We rely on scientific data when putting the prosodic marking of the oral subcorpus, that is, when determining the intonation of each sentence. Z. M. Bazarbayeva says that intonation has five main functions in Kazakh linguistics. They are: determining the general communicative types of the sentence (differentiates the informative, interrogative, imperative types of the sentence); distinguishing individual communicative types (divides the sentence into topic and rheme); distinguishing differences of the content (according to the content, enumeration, opposition, combination, continuation, superposition, sentence intonation); separating sentences, syntagms, texts from each other (correctly expresses types of sentences, distinguish between their categories, pronounce words clearly); definition of emotion (not only the shade, but the change in meaning). The scientist says that a sentence I know you very well can have a variety of meanings with the help of intonation change (mocking, respect etc.) (Ba- zarbayeva, 2016). We take Z. M. Bazarbaeva's research as a basis when developing the national corpus of the Kazakh language. One of the intonation components in the prosodic notation was guided by the melody. Also, accent plays a special role in oral speech. Accent function is different in different languages. Among them, the mobility of the accent in the Russian language (at the beginning and at the end) makes it one of the inflected languages, and the fact that the accent in the Kazakh language often falls on the last syllable of the word indicates that the Kazakh language belongs to the group of agglutinative languages. That is, as I. Kenes- bayev says, the connection between the accent and the typological differences of these languages (Kazakh being agglutinative and Russian being inflected) is supported by various scientific research (Kenesbayev, 1945). In this regard, A. Zhunisbek concludes: “As we have noticed, the words in the Kazakh language do not always have independent stress within a sentence” (Zhunisbek, 2018).

Methods

Prosodic marking of spoken text is done manually. However, when the speaker's speech is made according to orthography, it is semi- automated. The automaton creates the orthography of some sounds in the spoken text according to the algorithm. The algorithm was created according to the orthographic norm of the Kazakh language. The orthography of the Kazakh language is based on the law of harmony. In this regard, the laws of harmony were used as guidance. In the same way, its algorithm was created for giving the phonetic-phonological character of a syllable and each sound. The Praat program was implemented in giving the acoustic-articulatory character of some sounds.
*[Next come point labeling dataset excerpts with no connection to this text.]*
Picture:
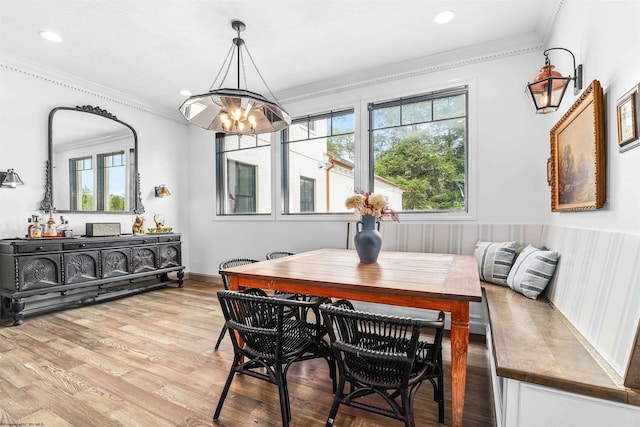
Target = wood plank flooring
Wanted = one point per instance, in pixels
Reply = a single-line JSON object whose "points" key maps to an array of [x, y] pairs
{"points": [[148, 360]]}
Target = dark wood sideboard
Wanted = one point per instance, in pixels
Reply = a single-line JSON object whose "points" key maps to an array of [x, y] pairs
{"points": [[40, 275]]}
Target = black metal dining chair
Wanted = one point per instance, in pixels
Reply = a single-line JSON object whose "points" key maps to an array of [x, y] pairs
{"points": [[383, 356], [271, 341], [235, 262]]}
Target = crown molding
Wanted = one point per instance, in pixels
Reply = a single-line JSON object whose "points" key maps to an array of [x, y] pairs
{"points": [[426, 65], [30, 69]]}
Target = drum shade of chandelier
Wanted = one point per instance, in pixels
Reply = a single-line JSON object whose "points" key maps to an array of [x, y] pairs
{"points": [[235, 111], [548, 87]]}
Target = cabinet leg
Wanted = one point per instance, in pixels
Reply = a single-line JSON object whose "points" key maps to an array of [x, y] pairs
{"points": [[16, 308], [180, 276]]}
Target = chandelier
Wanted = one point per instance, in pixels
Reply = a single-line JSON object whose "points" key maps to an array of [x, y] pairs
{"points": [[235, 111]]}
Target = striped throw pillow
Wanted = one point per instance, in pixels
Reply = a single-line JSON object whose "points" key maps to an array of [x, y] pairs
{"points": [[532, 271], [494, 260]]}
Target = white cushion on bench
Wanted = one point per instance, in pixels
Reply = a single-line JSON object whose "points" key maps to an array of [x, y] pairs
{"points": [[532, 271], [494, 260]]}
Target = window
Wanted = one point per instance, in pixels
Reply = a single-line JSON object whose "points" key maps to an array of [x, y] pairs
{"points": [[307, 194], [112, 177], [243, 167], [419, 151], [101, 189], [318, 163], [81, 183], [242, 187]]}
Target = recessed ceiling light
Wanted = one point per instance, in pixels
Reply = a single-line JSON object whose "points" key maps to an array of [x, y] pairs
{"points": [[444, 17], [50, 35]]}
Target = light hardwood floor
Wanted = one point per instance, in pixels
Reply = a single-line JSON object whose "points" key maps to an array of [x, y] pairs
{"points": [[148, 360]]}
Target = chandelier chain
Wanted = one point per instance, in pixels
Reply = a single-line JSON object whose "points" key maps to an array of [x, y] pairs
{"points": [[259, 74], [244, 74], [228, 58]]}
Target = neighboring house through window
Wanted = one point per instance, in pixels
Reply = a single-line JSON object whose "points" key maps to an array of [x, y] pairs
{"points": [[243, 167], [318, 151], [307, 194], [419, 144]]}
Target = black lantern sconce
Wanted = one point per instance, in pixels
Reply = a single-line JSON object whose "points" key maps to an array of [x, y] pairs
{"points": [[162, 191], [548, 87]]}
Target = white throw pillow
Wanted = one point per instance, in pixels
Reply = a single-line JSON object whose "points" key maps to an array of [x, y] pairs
{"points": [[494, 260], [532, 271]]}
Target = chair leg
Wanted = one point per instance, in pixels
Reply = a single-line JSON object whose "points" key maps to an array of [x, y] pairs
{"points": [[285, 409], [407, 406], [222, 332], [225, 390], [336, 403], [440, 399]]}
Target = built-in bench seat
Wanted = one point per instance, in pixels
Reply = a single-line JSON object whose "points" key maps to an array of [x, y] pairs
{"points": [[530, 342], [557, 361]]}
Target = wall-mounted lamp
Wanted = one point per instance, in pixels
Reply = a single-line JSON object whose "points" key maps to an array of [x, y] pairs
{"points": [[162, 191], [10, 179], [548, 87]]}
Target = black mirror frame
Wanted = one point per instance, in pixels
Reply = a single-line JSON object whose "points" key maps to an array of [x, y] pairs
{"points": [[47, 202]]}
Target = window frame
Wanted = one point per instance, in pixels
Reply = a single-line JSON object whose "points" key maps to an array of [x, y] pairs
{"points": [[284, 157], [450, 90], [358, 102], [221, 177]]}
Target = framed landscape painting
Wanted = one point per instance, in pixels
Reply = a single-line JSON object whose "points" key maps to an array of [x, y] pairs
{"points": [[627, 120], [577, 154]]}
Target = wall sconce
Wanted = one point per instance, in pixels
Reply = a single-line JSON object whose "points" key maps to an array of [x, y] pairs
{"points": [[548, 87], [10, 179], [162, 191]]}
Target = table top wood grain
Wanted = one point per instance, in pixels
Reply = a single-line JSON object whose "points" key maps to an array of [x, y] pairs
{"points": [[407, 274]]}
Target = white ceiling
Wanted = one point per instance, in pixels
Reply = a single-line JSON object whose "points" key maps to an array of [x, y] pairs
{"points": [[152, 49]]}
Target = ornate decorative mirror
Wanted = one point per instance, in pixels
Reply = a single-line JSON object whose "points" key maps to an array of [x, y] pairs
{"points": [[93, 163]]}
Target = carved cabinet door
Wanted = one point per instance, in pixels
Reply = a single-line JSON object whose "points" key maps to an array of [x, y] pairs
{"points": [[38, 271], [144, 258], [170, 255], [116, 262], [81, 266]]}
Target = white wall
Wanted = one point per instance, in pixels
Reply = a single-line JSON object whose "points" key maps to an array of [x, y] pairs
{"points": [[604, 37], [509, 149], [27, 94]]}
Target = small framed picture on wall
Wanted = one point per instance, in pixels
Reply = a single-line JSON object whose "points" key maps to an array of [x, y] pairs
{"points": [[627, 120]]}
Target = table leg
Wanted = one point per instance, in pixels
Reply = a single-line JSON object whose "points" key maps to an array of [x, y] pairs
{"points": [[459, 350]]}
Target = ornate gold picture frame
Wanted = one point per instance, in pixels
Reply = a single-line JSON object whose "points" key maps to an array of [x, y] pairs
{"points": [[577, 154]]}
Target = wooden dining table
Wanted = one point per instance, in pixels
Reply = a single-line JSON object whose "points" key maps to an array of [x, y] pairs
{"points": [[444, 282]]}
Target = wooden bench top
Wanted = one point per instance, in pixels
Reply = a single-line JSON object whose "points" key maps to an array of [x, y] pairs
{"points": [[533, 342]]}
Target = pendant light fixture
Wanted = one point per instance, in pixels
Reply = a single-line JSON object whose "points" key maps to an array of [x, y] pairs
{"points": [[548, 87], [235, 111], [10, 179]]}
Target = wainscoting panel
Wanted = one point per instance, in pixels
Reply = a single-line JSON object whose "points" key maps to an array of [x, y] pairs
{"points": [[597, 287], [449, 238]]}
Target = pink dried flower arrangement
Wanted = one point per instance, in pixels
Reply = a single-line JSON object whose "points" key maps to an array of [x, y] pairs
{"points": [[366, 203]]}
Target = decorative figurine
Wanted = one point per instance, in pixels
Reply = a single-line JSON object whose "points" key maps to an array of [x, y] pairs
{"points": [[159, 220], [138, 225]]}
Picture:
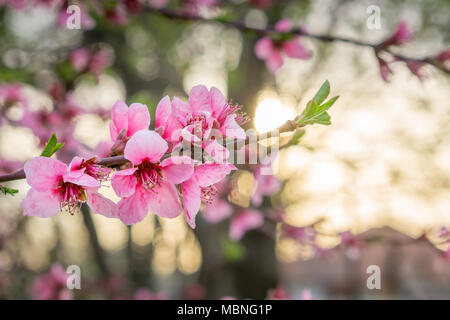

The oral corpus consists of several methods. After the prosodic notation is applied to the spoken text, it is entered into the corpus database. The researcher can listen to the speech of the speaker and see how he speaks through the text. Then you can see the standard version of the spoken text. The transmission of prosodic marking by such a method indicates its distinctiveness from other corpora. The reliability of the corpus research method largely depends on the corpus used and its technical features. In turn, the degree of representativeness of the corpus data affects the possibility of coming to general conclusions, not only related to the corpus, but also to the language as a whole.

Results and discussion

At the initiative of professor A. K. Zhu- banov, a corpus base was created and a national corpus was built in Kazakh language studies. The national corpus of the Kazakh language has been working since 2009. In the implementation of the corpus base, analyzes were first carried out in the field of morphology. The morphological subcorpus is the main one. Based on world experience, the scope of the national corpus of the Kazakh language is expanding. In connection with this, the oral subcorpus base was also launched. The works of Zh. Aralbaev, A. Zhunisbek, N. Vali and other scientists were taken as a basis when developing the oral subcorpus. In this regard, we base the development of the oral subcorpus on 3-step guide provided by A. Zhunisbek.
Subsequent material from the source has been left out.